Since December 2015, the Fed has approved four rate hikes, but government bond yields remained mired near record lows, CNBC explained.
"I have no time frame on the forecast," he said. "I have a chart which goes back to the 1800s and I can tell you that this particular period sticks out. But you have no way of knowing in advance when it will actually trigger," he said.
"It looks stronger just before it isn't stronger," he said. Anyone who thinks they can forecast when the bubble will break is "in for a disastrous" experience."
Greenspan also is known for the "irrational exuberance" speech he gave at the American Enterprise Institute in 1996. The speech warned about asset prices and said it is difficult to tell when a bubble is about to burst, CNBC explained.
"You can never be quite sure when irrational exuberance arises," he told CNBC. "I was doing it as part of a much broader speech and talking about the analysis of the markets and the like, and I wasn't trying to focus short-term. But the press loved that term."

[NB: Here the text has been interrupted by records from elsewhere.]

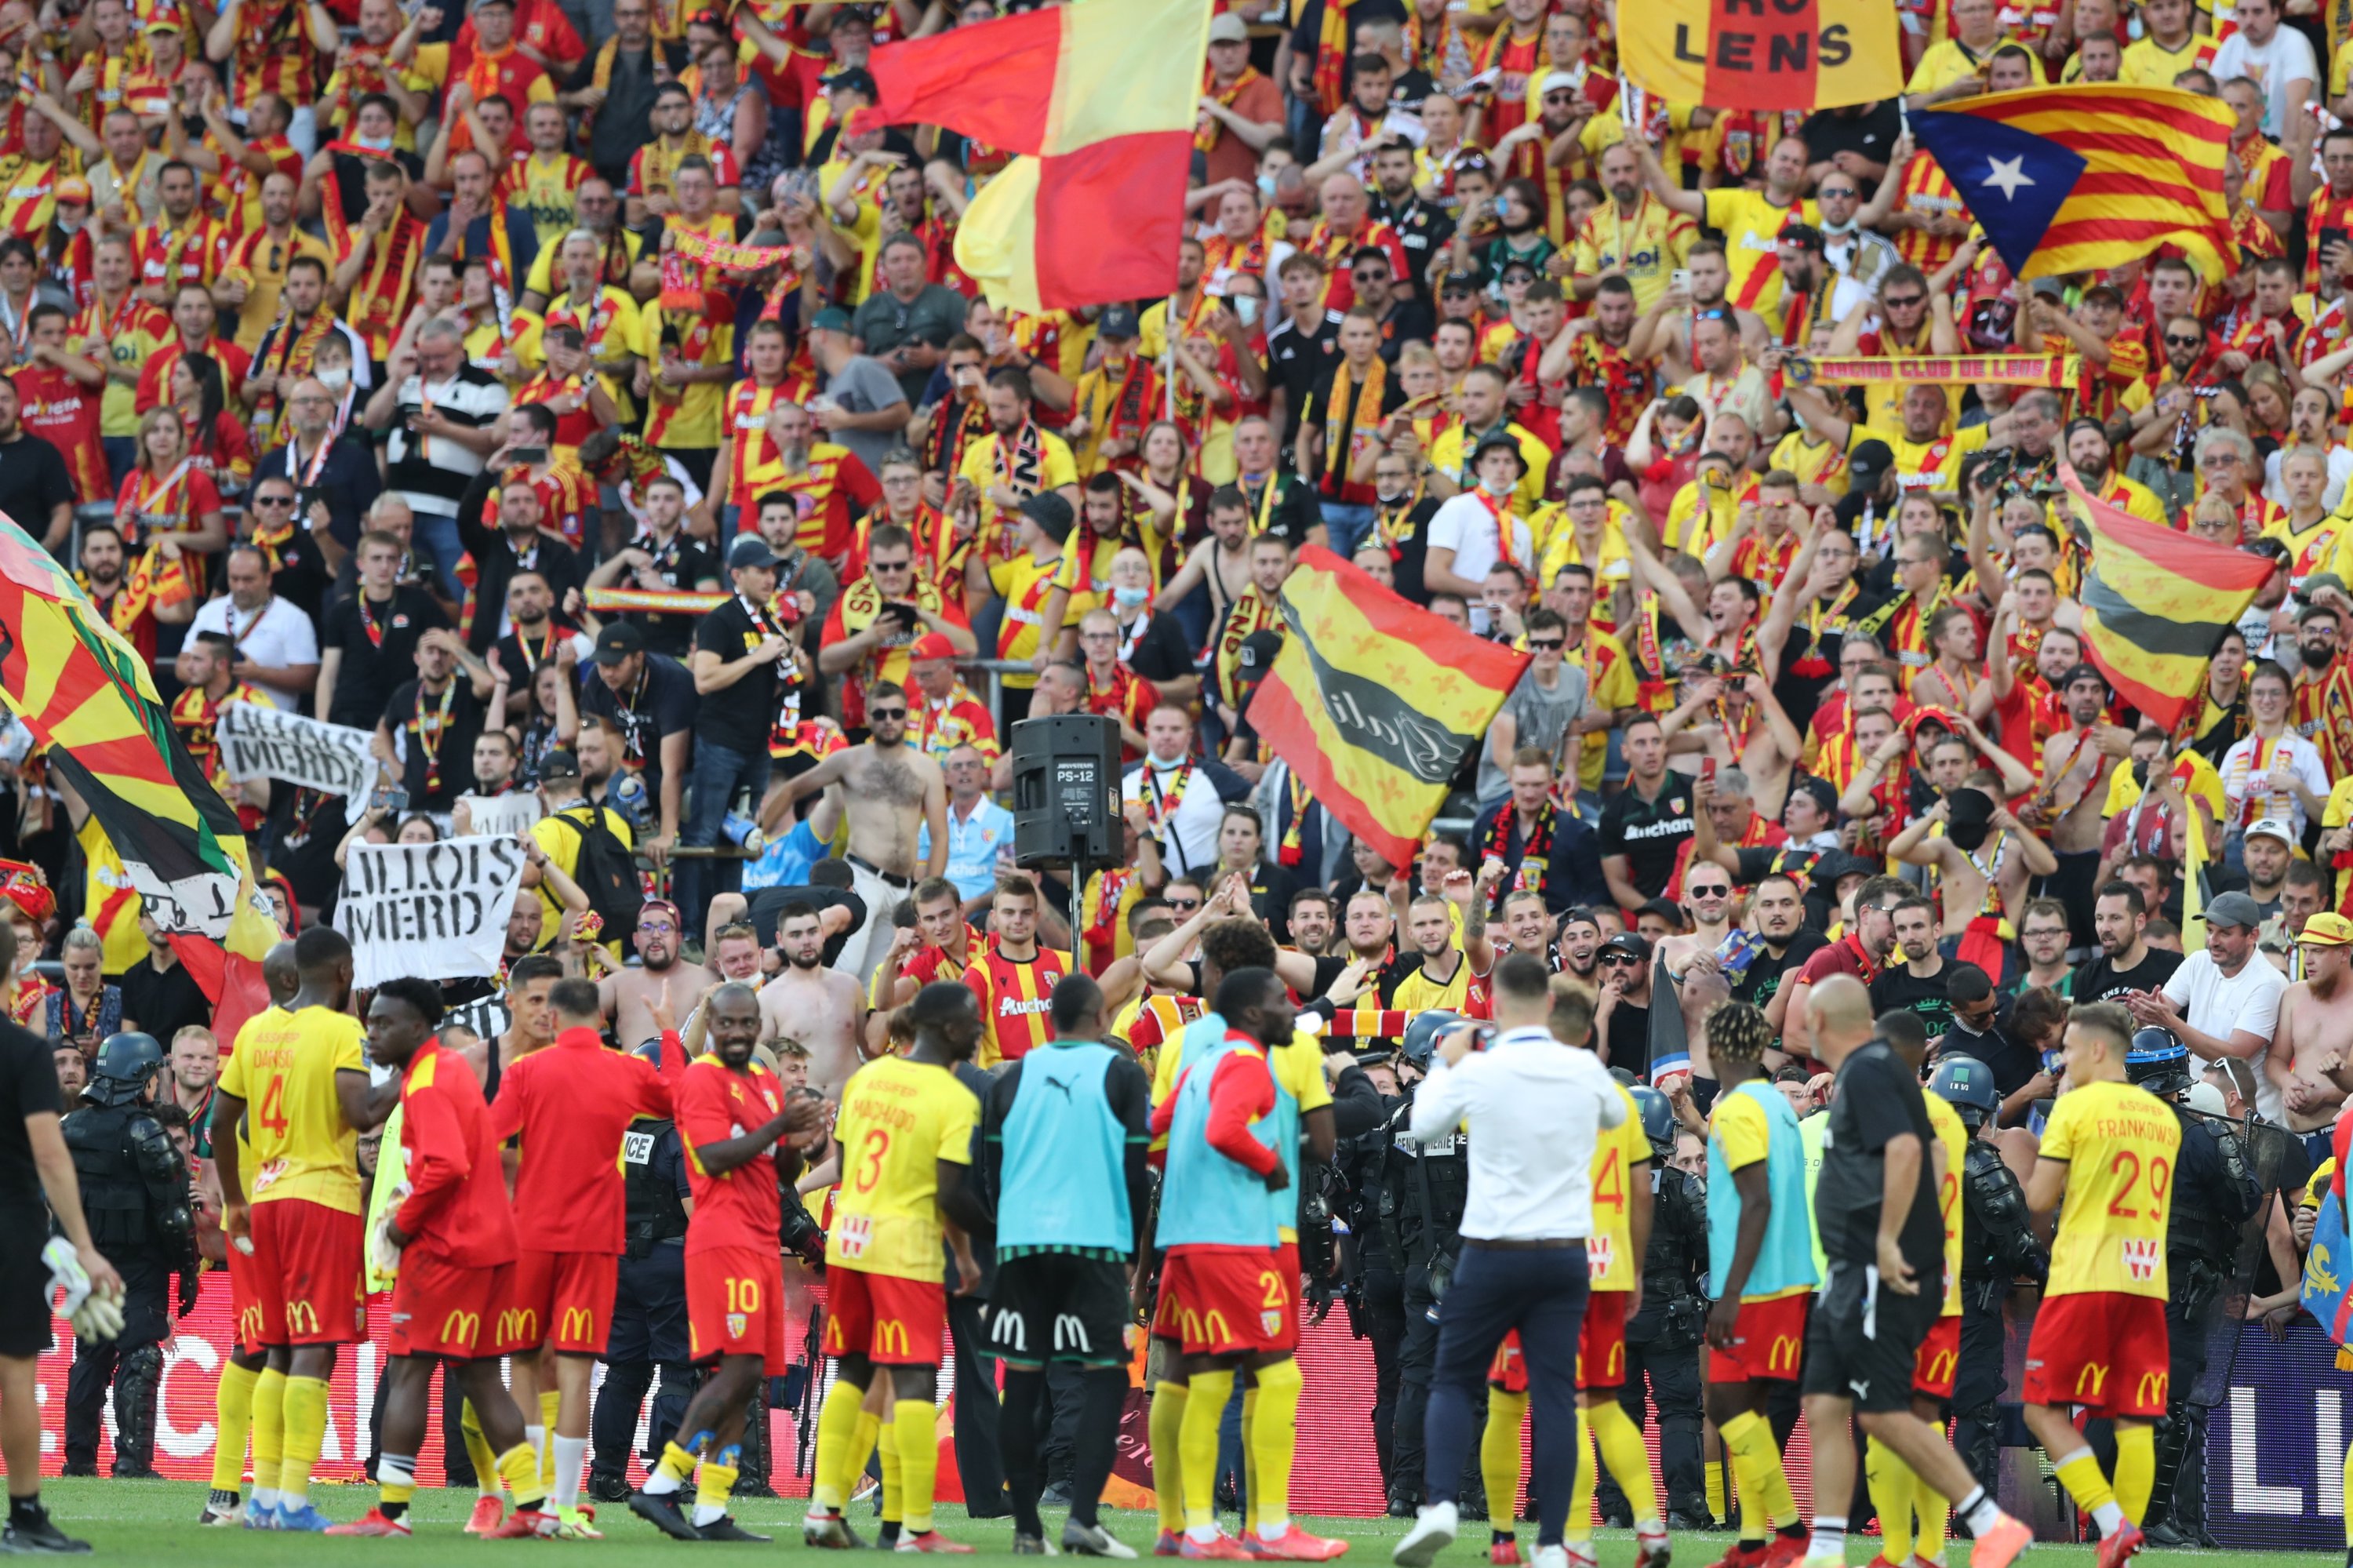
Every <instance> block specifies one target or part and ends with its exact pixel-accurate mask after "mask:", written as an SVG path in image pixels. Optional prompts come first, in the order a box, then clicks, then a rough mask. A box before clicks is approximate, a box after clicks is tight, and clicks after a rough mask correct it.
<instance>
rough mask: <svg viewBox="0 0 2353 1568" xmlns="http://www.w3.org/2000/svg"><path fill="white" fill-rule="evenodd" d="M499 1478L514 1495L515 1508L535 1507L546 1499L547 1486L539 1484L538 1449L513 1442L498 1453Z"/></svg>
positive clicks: (515, 1508)
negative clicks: (539, 1485) (501, 1480)
mask: <svg viewBox="0 0 2353 1568" xmlns="http://www.w3.org/2000/svg"><path fill="white" fill-rule="evenodd" d="M499 1479H504V1481H506V1490H511V1493H513V1495H515V1509H536V1507H539V1504H541V1502H546V1500H548V1488H544V1486H539V1450H534V1448H532V1446H529V1443H515V1446H513V1448H508V1450H506V1453H501V1455H499Z"/></svg>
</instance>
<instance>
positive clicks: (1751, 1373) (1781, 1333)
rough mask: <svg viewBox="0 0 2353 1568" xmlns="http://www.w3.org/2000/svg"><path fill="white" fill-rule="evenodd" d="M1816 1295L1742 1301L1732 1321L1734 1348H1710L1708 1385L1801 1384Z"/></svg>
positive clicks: (1801, 1294) (1708, 1368)
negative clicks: (1806, 1334)
mask: <svg viewBox="0 0 2353 1568" xmlns="http://www.w3.org/2000/svg"><path fill="white" fill-rule="evenodd" d="M1812 1307H1814V1295H1812V1293H1809V1290H1800V1293H1795V1295H1777V1297H1774V1300H1769V1302H1741V1316H1739V1318H1734V1321H1732V1349H1722V1351H1720V1349H1715V1347H1713V1344H1711V1347H1708V1382H1753V1380H1758V1377H1769V1380H1772V1382H1798V1366H1800V1363H1802V1361H1805V1314H1807V1311H1809V1309H1812Z"/></svg>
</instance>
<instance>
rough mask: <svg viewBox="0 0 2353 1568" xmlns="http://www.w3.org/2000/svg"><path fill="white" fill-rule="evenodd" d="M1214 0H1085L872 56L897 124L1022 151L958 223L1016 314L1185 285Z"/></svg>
mask: <svg viewBox="0 0 2353 1568" xmlns="http://www.w3.org/2000/svg"><path fill="white" fill-rule="evenodd" d="M1207 49H1209V0H1078V5H1047V7H1038V9H1035V12H1021V14H1014V16H1002V19H998V21H984V24H979V26H969V28H951V31H946V33H936V35H932V38H915V40H908V42H901V45H887V47H882V49H875V52H873V57H871V59H868V68H871V71H873V78H875V87H878V92H880V99H878V104H875V111H873V113H875V115H878V118H880V120H882V122H887V125H908V122H918V120H920V122H925V125H944V127H948V129H953V132H960V134H965V137H972V139H974V141H986V144H988V146H993V148H1000V151H1009V153H1021V158H1014V160H1012V162H1009V165H1007V167H1005V170H1002V172H1000V174H998V177H995V179H991V181H988V184H986V186H981V193H979V195H974V198H972V205H969V207H967V210H965V217H962V219H960V221H958V228H955V264H958V266H960V268H962V271H965V275H967V278H972V280H976V283H979V285H981V287H984V290H988V299H991V301H993V304H998V306H1012V308H1016V311H1075V308H1080V306H1096V304H1111V301H1115V299H1148V297H1153V294H1169V292H1174V290H1176V250H1179V245H1181V240H1184V184H1186V167H1188V165H1191V158H1193V120H1195V115H1198V111H1200V61H1202V59H1205V57H1207Z"/></svg>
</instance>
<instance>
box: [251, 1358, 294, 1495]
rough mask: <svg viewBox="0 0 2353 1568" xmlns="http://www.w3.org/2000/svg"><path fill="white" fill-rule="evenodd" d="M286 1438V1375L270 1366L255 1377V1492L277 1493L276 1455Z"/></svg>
mask: <svg viewBox="0 0 2353 1568" xmlns="http://www.w3.org/2000/svg"><path fill="white" fill-rule="evenodd" d="M285 1441H287V1375H285V1373H280V1370H278V1368H273V1366H266V1368H261V1375H259V1377H254V1493H271V1495H273V1497H275V1493H278V1457H280V1455H282V1453H285Z"/></svg>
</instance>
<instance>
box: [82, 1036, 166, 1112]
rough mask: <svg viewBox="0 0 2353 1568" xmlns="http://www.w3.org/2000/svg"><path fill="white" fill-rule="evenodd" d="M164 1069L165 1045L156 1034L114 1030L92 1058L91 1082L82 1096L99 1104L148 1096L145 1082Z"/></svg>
mask: <svg viewBox="0 0 2353 1568" xmlns="http://www.w3.org/2000/svg"><path fill="white" fill-rule="evenodd" d="M158 1071H162V1045H160V1043H158V1041H155V1036H153V1034H139V1031H125V1034H111V1036H106V1041H104V1043H101V1045H99V1055H96V1057H92V1062H89V1083H87V1085H85V1088H82V1099H92V1102H96V1104H134V1102H139V1099H144V1097H146V1085H148V1083H151V1081H153V1078H155V1074H158Z"/></svg>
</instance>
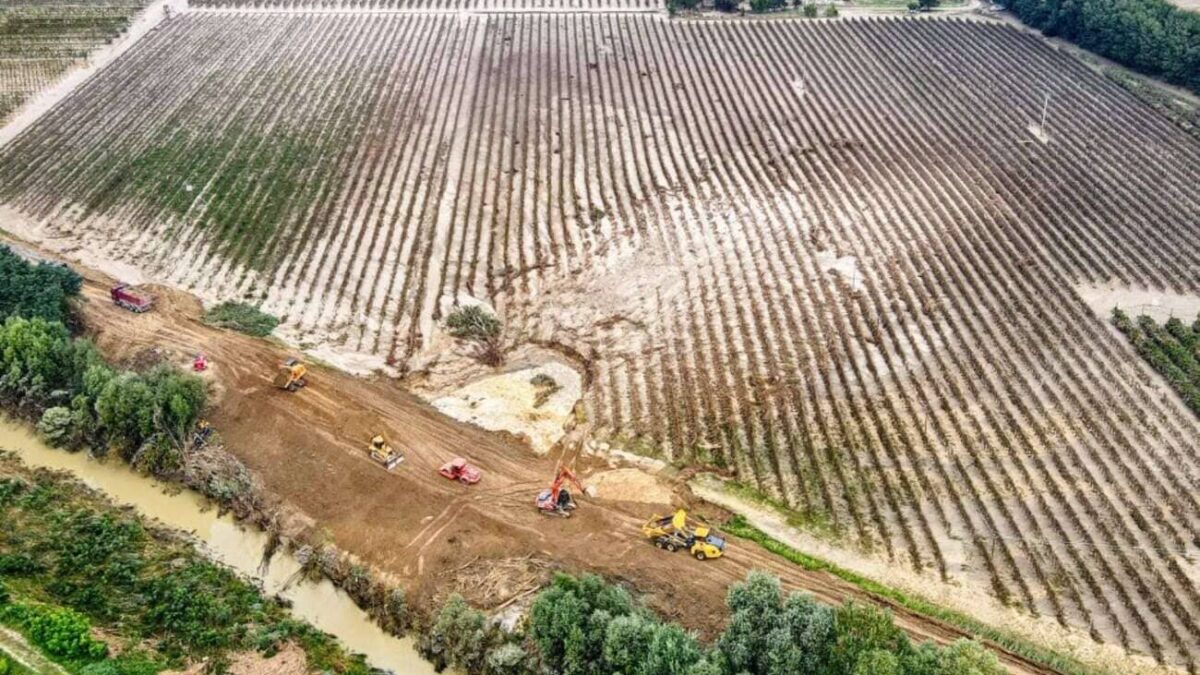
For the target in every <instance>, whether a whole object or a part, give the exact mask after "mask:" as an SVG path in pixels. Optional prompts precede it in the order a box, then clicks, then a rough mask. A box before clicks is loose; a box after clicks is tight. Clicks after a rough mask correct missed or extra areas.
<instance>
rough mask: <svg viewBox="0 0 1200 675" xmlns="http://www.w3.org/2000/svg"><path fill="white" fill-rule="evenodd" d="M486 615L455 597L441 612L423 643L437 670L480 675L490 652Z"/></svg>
mask: <svg viewBox="0 0 1200 675" xmlns="http://www.w3.org/2000/svg"><path fill="white" fill-rule="evenodd" d="M485 621H486V620H485V617H484V613H481V611H479V610H476V609H474V608H472V607H470V605H468V604H467V601H464V599H463V598H462V596H460V595H457V593H456V595H452V596H450V598H449V599H448V601H446V603H445V604H444V605H442V610H440V611H438V616H437V621H434V623H433V627H432V628H431V629H430V632H428V634H427V635H425V639H424V640H422V645H421V651H422V652H425V655H426V657H427V658H430V661H432V662H433V663H434V665H436V667H438V670H440V669H442V668H445V667H450V668H456V669H458V670H466V671H467V673H478V671H480V669H481V668H482V667H484V656H485V655H486V652H487V633H486V631H485V629H484V623H485Z"/></svg>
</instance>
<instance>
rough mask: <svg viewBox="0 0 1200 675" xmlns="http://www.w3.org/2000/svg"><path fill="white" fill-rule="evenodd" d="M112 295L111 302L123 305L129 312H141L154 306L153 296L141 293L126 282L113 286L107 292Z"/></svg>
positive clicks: (109, 294) (150, 308)
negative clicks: (111, 301)
mask: <svg viewBox="0 0 1200 675" xmlns="http://www.w3.org/2000/svg"><path fill="white" fill-rule="evenodd" d="M108 293H109V295H112V297H113V303H115V304H116V305H118V306H121V307H125V309H127V310H130V311H131V312H136V313H142V312H145V311H150V309H152V307H154V298H152V297H150V295H148V294H145V293H142V292H140V291H138V289H137V288H134V287H132V286H130V285H128V283H119V285H116V286H113V288H112V289H110V291H109V292H108Z"/></svg>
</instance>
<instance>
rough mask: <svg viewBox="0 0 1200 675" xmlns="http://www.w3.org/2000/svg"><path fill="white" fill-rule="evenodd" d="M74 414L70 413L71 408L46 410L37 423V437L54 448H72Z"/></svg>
mask: <svg viewBox="0 0 1200 675" xmlns="http://www.w3.org/2000/svg"><path fill="white" fill-rule="evenodd" d="M74 429H76V420H74V413H72V412H71V408H67V407H62V406H54V407H50V408H46V412H43V413H42V419H41V420H38V423H37V434H38V436H41V437H42V440H43V441H46V442H47V443H48V444H50V446H54V447H56V448H66V447H72V446H74V437H76V432H74Z"/></svg>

Greenspan made a similar prediction earlier this week in a Bloomberg interview.
While the consensus of Wall Street forecasters is still for low rates to persist, Greenspan isn’t alone in warning they will break higher quickly as the era of global central-bank monetary accommodation ends.
Deutsche Bank AG’s Binky Chadha told Bloomberg that real Treasury yields sit far below where actual growth levels suggest they should be. Tom Porcelli, chief U.S. economist at RBC Capital Markets, says it’s only a matter of time before inflationary pressures hit the bond market.
If rates start rising quickly, investors would be advised to abandon stocks apace, Greenspan’s argument holds. Goldman Sachs Group Inc. Chief Economist David Kostin names the threat of rising inflation as one reason he isn’t joining Wall Street bulls in upping year-end estimates for the S&P 500.
While persistently low inflation would imply a fair value of 2,650 on the benchmark gauge, the more likely case is a narrowing of the gap between earnings and bond yields, Kostin told Bloomberg.
He is sticking to his estimate that the index will finish the year at 2,400, implying a drop of about 3 percent from current levels.
(Newsmax wires services contributed to this report).